With Zimbabwe due to hold elections in March, Kenya before the end of 2002, and Nigeria early in 2003, the danger is great that repression, manipulation, and other tensions leading up to elections could provoke escalated conflict. This would have enormous consequences not only for the countries themselves but also for their regions within the continent, and for Africa’s efforts to address continent-wide problems.
Europe and the United States are stepping up pressure on Zimbabwe President Robert Mugabe to allow free elections and reduce violence, but Zimbabweans themselves and their neighbors in southern Africa will be the ones who will largely determine what happens and who will bear the brunt of further deterioration in that country. So far, Mugabe shows little sign of heeding calls for restraint from any quarter.
In Nigeria, internal violence due to multiple causes is rising in this pre-election year. Instead of promoting security, the Nigerian military has contributed its own share of violence against civilians. Many question the capacity of President Olusegun Obasanjo’s government to maintain stability and deliver on the promises of democracy. Kenyans meanwhile fear a repetition of the last elections in 1997, when government-instigated violence and opposition disunity helped return incumbent President Daniel arap Moi to power.
Pro-democracy activists in these three countries and around the continent are profoundly skeptical of political elites as a substitute for democracy offer nationalist rhetoric, managed elections, and violence against opponents.
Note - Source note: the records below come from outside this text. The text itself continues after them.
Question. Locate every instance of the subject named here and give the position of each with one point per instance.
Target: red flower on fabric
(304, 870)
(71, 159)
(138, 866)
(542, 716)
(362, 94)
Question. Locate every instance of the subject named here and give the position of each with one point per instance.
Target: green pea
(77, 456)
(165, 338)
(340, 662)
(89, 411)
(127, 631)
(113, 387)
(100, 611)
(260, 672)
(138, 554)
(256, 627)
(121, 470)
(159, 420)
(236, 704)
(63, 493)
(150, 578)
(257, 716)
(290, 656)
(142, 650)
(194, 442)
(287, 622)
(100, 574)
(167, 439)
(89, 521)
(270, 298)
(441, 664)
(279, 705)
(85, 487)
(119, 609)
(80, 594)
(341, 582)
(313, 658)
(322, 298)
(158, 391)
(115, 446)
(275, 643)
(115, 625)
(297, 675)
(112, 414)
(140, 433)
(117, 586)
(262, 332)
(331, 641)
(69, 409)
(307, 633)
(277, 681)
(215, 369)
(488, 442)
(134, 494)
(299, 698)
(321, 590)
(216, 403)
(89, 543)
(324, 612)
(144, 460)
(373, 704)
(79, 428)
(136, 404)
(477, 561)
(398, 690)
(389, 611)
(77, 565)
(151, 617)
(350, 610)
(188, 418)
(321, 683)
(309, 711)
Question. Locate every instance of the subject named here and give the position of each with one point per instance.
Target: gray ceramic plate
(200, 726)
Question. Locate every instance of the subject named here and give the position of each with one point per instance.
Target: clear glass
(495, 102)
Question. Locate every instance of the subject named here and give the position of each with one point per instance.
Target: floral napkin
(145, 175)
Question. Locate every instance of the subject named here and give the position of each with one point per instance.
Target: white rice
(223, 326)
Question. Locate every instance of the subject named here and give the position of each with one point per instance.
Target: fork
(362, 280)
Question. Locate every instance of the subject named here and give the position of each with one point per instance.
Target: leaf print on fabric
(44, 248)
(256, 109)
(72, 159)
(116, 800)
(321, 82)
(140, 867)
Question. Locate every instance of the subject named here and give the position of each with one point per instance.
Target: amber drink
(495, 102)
But they are also skeptical of outside powers which have been inconsistent in their support for democracy and conflict resolution. To cite only a few examples, Western critiques in 2001 were almost inaudible with respect to the lack of democracy in Egypt (Washington’s favored aid partner) Sudan (being wooed as an oil-producer and security ally), and Zambia (with an election widely regarded as fraudulent).
In 2002, there are multiple threats to human security in Africa. To meet those threats, Africans and others must collaborate in a broad vision to prove that another Africa in a different world order is possible. Fortunately, there are hints of greater awareness by some among world elites of the threats to our common humanity. But the narrow visions of free-market fundamentalism and militaristic counterterrorism still hold sway among global policymakers.
The advances in the AIDS debate in 2001 demonstrated that small steps can lead policy in strategic new directions. In 2002, the challenge will be to continue the strategic advances.